One of the ways to help students afford college is to stop throwing money at the problem and start a real discussion about when one needs college.
That can start with government ending its practice of writing America’s universities blank checks. Unfortunately, U.S. Secretary of Education Arne Duncan doesn’t seem to understand this. Rather, his only “solution” has been to throw more money at the problem.
Another solution is that Americans need to stop writing universities blank checks, too. Students are often too willing to go into massive debt to pay for higher education.
But it’s not students’ fault – we are raised learning that higher education, particularly a four-year degree, is the most important thing for our futures, that the price is always worth it, and that it is the only way to be successful. These mantras are far from accurate.
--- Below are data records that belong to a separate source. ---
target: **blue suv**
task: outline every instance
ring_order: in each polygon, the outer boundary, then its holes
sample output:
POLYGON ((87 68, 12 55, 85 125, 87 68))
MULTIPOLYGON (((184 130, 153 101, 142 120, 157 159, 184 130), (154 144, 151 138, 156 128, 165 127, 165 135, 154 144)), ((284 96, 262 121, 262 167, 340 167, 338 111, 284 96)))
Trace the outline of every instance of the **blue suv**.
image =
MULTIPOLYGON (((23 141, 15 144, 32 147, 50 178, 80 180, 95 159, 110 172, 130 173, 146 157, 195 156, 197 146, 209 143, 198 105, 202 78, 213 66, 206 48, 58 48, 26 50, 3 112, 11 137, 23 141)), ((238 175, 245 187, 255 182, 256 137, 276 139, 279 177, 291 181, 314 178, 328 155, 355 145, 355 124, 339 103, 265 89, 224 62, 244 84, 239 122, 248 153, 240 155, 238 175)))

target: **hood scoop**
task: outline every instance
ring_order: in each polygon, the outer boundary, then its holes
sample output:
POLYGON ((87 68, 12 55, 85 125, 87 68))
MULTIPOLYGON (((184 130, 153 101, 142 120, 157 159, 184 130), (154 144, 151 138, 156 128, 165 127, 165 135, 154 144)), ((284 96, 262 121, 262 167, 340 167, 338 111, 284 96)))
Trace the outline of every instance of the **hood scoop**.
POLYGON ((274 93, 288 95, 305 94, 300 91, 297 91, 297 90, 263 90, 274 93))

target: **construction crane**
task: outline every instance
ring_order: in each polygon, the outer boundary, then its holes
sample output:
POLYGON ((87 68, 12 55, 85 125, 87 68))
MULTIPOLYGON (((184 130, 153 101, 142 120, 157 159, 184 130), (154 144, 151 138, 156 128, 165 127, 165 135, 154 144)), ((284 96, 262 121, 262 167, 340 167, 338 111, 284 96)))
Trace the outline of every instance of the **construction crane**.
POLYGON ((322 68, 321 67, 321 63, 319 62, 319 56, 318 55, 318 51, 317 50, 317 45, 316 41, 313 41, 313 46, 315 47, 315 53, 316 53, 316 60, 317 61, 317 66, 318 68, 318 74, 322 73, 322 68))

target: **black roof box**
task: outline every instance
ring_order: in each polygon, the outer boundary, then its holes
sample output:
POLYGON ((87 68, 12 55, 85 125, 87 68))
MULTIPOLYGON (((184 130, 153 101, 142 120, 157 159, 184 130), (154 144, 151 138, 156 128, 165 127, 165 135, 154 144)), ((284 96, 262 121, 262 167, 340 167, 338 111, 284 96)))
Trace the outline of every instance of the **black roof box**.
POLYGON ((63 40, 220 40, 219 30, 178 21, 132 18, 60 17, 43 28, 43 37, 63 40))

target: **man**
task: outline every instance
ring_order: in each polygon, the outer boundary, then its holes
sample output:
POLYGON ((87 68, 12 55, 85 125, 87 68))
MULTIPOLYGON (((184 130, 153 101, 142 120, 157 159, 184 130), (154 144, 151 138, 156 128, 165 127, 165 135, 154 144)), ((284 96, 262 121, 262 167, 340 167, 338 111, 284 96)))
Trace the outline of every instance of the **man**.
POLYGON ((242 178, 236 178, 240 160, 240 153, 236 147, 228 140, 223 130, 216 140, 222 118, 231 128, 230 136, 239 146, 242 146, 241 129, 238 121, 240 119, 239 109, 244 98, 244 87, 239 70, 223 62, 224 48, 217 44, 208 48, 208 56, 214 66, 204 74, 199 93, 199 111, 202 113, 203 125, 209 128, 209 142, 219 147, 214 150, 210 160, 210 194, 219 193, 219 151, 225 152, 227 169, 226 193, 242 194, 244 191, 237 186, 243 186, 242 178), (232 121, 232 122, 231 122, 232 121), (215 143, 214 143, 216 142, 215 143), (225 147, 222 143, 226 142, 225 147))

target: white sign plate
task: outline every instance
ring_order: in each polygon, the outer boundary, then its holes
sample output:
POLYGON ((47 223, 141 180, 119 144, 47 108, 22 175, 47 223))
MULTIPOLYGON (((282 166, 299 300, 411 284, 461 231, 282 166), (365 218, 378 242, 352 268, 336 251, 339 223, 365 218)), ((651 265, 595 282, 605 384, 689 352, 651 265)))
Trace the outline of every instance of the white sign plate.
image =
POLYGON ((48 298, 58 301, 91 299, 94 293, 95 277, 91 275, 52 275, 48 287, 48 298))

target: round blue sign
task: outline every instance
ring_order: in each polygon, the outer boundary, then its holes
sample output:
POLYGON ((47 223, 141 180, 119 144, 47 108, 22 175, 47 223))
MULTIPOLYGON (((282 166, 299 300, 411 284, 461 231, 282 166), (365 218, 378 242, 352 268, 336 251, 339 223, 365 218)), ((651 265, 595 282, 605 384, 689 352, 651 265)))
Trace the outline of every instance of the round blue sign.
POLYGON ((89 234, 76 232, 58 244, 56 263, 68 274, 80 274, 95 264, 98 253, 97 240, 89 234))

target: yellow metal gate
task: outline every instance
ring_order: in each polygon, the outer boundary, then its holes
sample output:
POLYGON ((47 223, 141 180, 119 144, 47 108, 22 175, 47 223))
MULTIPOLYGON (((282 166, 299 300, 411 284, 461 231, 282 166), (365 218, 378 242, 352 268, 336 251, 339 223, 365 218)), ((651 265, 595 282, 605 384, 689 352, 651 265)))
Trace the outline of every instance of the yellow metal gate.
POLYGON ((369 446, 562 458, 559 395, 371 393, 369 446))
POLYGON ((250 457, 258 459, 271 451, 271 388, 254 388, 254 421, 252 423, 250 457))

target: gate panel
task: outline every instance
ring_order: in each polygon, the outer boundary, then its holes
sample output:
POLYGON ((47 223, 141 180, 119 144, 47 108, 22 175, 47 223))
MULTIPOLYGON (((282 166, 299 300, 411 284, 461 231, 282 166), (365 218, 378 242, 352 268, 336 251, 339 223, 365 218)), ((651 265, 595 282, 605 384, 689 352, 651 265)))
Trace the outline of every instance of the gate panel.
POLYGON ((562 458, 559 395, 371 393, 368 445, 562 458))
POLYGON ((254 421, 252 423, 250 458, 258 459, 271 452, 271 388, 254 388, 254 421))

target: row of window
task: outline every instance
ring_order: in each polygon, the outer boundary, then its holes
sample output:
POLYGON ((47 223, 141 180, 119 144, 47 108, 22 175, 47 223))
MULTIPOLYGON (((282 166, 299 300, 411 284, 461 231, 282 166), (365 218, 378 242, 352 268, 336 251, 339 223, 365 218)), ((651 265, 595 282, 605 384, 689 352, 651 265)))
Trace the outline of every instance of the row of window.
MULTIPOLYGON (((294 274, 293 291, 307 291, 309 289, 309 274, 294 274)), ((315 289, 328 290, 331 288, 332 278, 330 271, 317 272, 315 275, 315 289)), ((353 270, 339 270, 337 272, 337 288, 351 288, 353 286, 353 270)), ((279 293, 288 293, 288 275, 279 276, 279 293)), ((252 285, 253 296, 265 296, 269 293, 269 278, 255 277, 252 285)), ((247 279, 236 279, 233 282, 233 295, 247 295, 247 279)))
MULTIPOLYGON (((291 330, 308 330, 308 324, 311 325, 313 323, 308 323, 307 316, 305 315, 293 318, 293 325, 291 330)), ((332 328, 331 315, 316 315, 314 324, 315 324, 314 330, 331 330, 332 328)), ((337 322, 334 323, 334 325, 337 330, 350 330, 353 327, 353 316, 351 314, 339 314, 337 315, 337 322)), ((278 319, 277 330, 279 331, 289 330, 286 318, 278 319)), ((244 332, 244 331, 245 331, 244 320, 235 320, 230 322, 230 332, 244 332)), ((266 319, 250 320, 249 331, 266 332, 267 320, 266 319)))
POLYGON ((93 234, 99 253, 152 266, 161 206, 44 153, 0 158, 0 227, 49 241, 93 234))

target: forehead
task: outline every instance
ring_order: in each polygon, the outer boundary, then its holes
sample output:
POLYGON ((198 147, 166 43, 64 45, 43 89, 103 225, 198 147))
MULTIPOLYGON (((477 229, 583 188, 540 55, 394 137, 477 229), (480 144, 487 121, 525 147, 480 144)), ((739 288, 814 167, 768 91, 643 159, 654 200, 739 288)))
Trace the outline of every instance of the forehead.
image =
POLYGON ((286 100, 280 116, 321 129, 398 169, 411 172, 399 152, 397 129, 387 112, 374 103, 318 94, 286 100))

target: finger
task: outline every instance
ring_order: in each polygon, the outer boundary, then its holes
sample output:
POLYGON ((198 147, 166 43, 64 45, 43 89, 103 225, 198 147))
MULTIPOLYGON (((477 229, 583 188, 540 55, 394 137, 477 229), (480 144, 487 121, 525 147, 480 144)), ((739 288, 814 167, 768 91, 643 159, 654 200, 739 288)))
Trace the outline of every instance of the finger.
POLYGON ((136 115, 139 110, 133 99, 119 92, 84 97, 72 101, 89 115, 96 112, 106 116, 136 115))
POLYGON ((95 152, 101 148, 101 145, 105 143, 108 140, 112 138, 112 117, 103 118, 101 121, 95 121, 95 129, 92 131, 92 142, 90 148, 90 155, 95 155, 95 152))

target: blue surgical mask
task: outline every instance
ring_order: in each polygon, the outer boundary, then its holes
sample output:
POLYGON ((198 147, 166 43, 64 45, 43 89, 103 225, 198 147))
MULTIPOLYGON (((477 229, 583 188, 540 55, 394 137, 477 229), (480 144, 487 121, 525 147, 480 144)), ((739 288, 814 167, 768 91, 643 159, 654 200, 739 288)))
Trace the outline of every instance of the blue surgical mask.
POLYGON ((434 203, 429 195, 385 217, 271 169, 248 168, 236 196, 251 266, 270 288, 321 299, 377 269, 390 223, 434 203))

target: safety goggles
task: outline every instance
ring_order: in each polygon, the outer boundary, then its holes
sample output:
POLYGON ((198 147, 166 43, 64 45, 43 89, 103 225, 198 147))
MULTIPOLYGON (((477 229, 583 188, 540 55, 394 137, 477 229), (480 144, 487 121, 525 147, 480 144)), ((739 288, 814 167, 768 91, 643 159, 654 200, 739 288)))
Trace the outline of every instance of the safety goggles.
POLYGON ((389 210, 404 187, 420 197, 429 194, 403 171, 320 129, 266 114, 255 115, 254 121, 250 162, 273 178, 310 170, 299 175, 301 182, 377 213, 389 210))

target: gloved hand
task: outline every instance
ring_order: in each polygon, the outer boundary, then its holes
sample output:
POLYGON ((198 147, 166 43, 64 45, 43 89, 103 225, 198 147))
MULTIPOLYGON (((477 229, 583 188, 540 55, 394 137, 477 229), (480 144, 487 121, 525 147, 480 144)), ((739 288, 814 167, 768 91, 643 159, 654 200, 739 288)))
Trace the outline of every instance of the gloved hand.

An article in the Economist, for instance, explains that in some cases, you will be as much as $150,000 worse off by going to college than if you had worked instead.
Wisconsin Governor Scott Walker recently said that you don’t need a college degree to run for higher office. “I got to be governor without it,” he said, “So I don’t think it’s any base requirement out there.” Rather, he believes his constituents judge him on his performance.
Considering 41% of graduates from America’s top colleges couldn’t find jobs in their field and half said they would choose a different major or school, Walker’s experience should make us think – do we really need college? Will it help us achieve our individual goals? Or would our time be better spent somewhere other than college, such as an internship or mastering a trade?
Before making the decision to enroll in college, students should think it through. Making a flippant decision to go to college can leave students worse off than if they had chosen another path. As more people seriously weigh their options, colleges will be forced to do more to attract students – like lowering costs and increasing quality.
Unfortunately, students aren’t receiving such value today. And the solution is not more kind-hearted, wealthy donors. Rather, students must start saying “no” to expensive colleges that don’t give them good returns on investment, and the federal government needs to stop writing blank checks to colleges.
This is the free market at work and it helps everyone.